Rafael Lara-Martínez
Puede resultar extraño, pero no recuerdo haber manifestado en alguna
institución u organización en la que me encontrase, yo, no la institución sino
yo, estar en problemas, tener problemas. Escribo esto porque, al contrario, tal
vez lo más común es que no dejemos de escuchar diariamente expresiones que
contengan diversos grados de argumentos problemáticos, para llamarlos de algún
modo. El asunto es que cuando escucho que alguien afirma cosas por el estilo de
«observamos en la institución muchos problemas», y de seguidas profiere una
enumeración -a veces- caótica (porque eso se expresa regularmente no por
escrito sino de «vivísima» voz) de los «problemas», observo no esos problemas
sino el problema de expresarse de ese particular modo; sobre este problema es
que voy a pronunciarme sotto voce, per
escritam viam. Procedo. Quien enuncia que los problemas existen no se
precave (o sí, depende de la conciencia y de las ansias) de que sólo existen
para él. Los problemas son sólo nuestros, no de todos, por la sencilla razón de
que opera un elemental sentido de las perspectivas. Cada quien observa los
problemas desde su única y distinta posición. Esto elemental se estrella contra
el entendido general de que en efecto el «problema» cuando lo es nos afecta a
todos. Mas lo cierto, pero se nos escapa (porque es más fácil cerrar que abrir,
al cerrar –los ojos, las puertas, la razón- nos damos la ilusión de que el
peligro se aleja), es que el «problema» denunciado es sólo un aspecto de una
serie continua de situaciones problemáticas, complejas, plurales,
multifactoriales, en las que estamos ciertamente inmersos todos, imposible de
manejar desde un solo punto de vista, por lo que requieren lo que se dice el
concurso de todas las miradas posibles. Lo denunciado es sólo un aspecto del problema y acaso no de ese general,
total y verdadero problema, sino ese asunto que nos preocupa en particular y
que queremos hacer total, hacerlo extensivo a todos. El asunto que observo es
que quien enuncia que existe tal o cual problema lo hace no desde el
conocimiento del mismo (de su solución ni hablar), sino desde una instancia de
poder inaugurada por su manifestada y evidenciada denuncia. Veo el problema,
luego existo (existe lo que yo veo, como aquel le dio existencia a lo pensado
por él). Lo que se escapa o no se quiere reconocer o el atolladero sin más al
que llegamos más o menos siempre, es que los problemas bajo esta lógica
formulados no tienen solución, todo porque responden a la mirada única del
enunciador de problemas, la arquetípica esfinge en espera de su Edipo. (¿Está
de más afirmar a secas que los problemas no tienen solución?) Toda esfinge (al
enunciador de problemas le vamos a dar este mote, aunque desborde ciertamente o
sea excesivo ante la calidad de los planteamientos, acertijos y enigmas
reducidos hoy a su mínima expresión, a su írrita profundidad) se distancia, se
coloca en las afueras, en el límite de la razón, en un más allá donde la vida y
su confusión no llegan, un lugar de preclaridad, en todo caso un claro en el
bosque de las confusiones, de los embrollos. Desde esa señera distancia y
altura se pronuncia no un edicto sino un enigma. Como sabemos, no es la ciudad
asolada la que resuelve el enigma sino un otro individual – único- que asciende
por eso mismo a rey. Asunto pues, de poder, éste de enunciar los problemas.

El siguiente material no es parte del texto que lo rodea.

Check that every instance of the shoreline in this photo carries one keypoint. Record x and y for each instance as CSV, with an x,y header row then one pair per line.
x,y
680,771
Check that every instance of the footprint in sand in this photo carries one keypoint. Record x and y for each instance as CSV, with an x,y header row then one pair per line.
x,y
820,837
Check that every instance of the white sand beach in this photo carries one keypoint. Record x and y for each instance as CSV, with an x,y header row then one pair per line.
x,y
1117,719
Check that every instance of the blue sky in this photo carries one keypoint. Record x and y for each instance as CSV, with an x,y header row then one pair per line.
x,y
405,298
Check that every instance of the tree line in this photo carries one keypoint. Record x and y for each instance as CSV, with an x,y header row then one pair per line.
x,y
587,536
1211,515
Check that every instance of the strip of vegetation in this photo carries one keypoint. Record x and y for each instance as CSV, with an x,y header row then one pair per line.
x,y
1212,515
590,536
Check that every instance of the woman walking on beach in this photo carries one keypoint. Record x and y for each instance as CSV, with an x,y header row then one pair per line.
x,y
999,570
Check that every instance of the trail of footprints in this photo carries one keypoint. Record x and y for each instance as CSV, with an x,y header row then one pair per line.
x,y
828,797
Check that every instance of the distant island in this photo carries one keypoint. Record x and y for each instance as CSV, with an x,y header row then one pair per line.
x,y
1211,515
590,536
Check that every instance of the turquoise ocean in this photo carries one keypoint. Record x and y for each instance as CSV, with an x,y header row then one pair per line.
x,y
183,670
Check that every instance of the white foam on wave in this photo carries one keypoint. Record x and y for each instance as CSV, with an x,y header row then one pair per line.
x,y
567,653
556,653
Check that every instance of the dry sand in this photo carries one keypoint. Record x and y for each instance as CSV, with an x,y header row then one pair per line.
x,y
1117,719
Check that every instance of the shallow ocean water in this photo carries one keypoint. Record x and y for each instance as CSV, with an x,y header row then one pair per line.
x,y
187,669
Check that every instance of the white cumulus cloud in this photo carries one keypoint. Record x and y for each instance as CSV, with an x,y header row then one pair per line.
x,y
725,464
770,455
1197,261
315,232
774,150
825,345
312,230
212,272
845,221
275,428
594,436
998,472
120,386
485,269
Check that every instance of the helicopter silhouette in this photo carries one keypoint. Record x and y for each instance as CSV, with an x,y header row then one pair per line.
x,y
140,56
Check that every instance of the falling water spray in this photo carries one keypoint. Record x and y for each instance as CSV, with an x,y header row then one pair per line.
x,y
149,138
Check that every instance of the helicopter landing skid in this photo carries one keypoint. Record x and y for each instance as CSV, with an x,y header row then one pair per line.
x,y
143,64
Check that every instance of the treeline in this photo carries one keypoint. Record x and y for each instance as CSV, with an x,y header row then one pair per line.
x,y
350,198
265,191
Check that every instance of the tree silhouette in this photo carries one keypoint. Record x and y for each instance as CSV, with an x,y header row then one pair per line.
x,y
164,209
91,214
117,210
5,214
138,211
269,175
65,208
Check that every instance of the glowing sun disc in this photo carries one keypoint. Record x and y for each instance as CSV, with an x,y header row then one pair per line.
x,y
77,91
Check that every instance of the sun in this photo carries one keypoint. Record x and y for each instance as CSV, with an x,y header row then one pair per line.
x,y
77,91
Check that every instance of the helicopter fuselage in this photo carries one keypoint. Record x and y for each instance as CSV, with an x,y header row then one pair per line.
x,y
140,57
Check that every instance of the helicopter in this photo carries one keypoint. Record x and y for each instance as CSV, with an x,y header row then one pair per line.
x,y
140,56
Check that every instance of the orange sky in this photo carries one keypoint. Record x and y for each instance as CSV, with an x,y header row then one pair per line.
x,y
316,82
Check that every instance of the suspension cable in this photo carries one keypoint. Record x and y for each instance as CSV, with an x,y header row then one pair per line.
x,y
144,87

Ahora bien, los problemas humanos no se resuelven unívocamente, como ocurre en
la mitología, (bueno, la verdad es que ni ahí se solucionan, pues a la vista
está y de ahí aprendimos que sólo se aplazan, que el ejercicio de la fuerza lo
que logra es correr la arruga, aplazar para después, la solución que no llegará
jamás, pero que se empeñará en cubrir, sepultar bajo resmas de planes y
proyectos.) Afirmo entre –estos mismos- paréntesis que los problemas del poder
no son los de la ciudad asolada, los problemas del Poder no son los del Pueblo. El Poder ve los problemas desde una única
perspectiva –la suya-. Si otros participaran en la construcción del avistamiento
del problema aparececían “problemas”, no uno sino muchos, no una solución o un
conjunto de ellas, sino muchas o un conjunto de conjuntos. Cuando el Pueblo se
plantee los (sus) problemas el Poder se disolverá en el todo(s). (En descargo
de la propia esfinge ¿no será por eso precisamente que el enigma que le propuso
a Edipo se respondiera con «el ser humano»?,
¿que la respuesta contuviera de alguna manera todas las respuestas?). Hemos visto como el provisional Edipo
ascendido a rey posterga la solución del conflicto, pasada la ilusión de que su
sola (alta y señera presencia) sería capaz de una absoluta solución (de ahí que
el poder no solucione sino que absuelva). Desvanecido este ensueño la
conflictualidad emerge y otro nuevo Edipo surge para enfrentarse cara a cara
con el enigma. Como a las claras resulta que enunciar el problema es un asunto
de poder, el interés (evidente) de quien enuncia el problema es tomar el poder
(pero el problema por lo que hemos visto –insito- no existe y si existiera no
pudiera solucionarlo. Sólo tiene solución –y existe- el problema, en todo caso los problemas,
enunciados por todos y resueltos por todos, resolver que no se traduce en solución de continuidad sino en
problematización de la continuidad, manera un tanto perifrástica de nombrar la
vida. Se enuncia el problema con la intención de tomar el poder, luego lo toma
y todo lo demás se borra. Su problema no existe, pero tampoco puede acceder al
problema de todos, negado precisamente por la absolutización de su problema,
del problema visto por él. Toma pues, el poder, pero se trata de un poder
absurdo, que se sostiene sobre la negación de los problemas de todos. Estamos
ante la evidencia de un poder necesariamente absoluto, que devendrá -por qué
no- autoritario, despótico. La única manera de escapar a esta absolutización es
renunciar al poder, esto es, renunciar a ser Edipos y Esfinges, optar por la
ciudad asolada, por ser los invisibles. Está visto que el enunciador de problemas se eleva en su atalaya para suspender el transcurso
del tiempo y pronunciar su secreta admonición, pretendiendo la detención del
tiempo mientras desfilan por su voz los «problemas». La esfinge no existe, pero
Edipo sí. Edipo crea le esfinge y el enigma; sabe la respuesta porque el enigma
es su espejo. Los problemas (enunciados desde una visible posición de poder) no
existen, pues la vida (para nosotros, los invisibles) es el único y verdadero
problema, y la solución es vivir, vivir todos. Sólo que en esto de vivir muchas
cosas se complican, sobre todo porque existen los pocos que quieren vivir a
despecho de los muchos. En un planeta con cada vez menos, los pocos quieren
todo, naturalmente. (Para justificar esta naturalidad volvieron natural lo que
no lo era, las leyes que protegen los privilegios, por ejemplo). De ahí que
cuando escucho a una esfinge no puedo dejar de ver al aspirante a rey, a Edipo.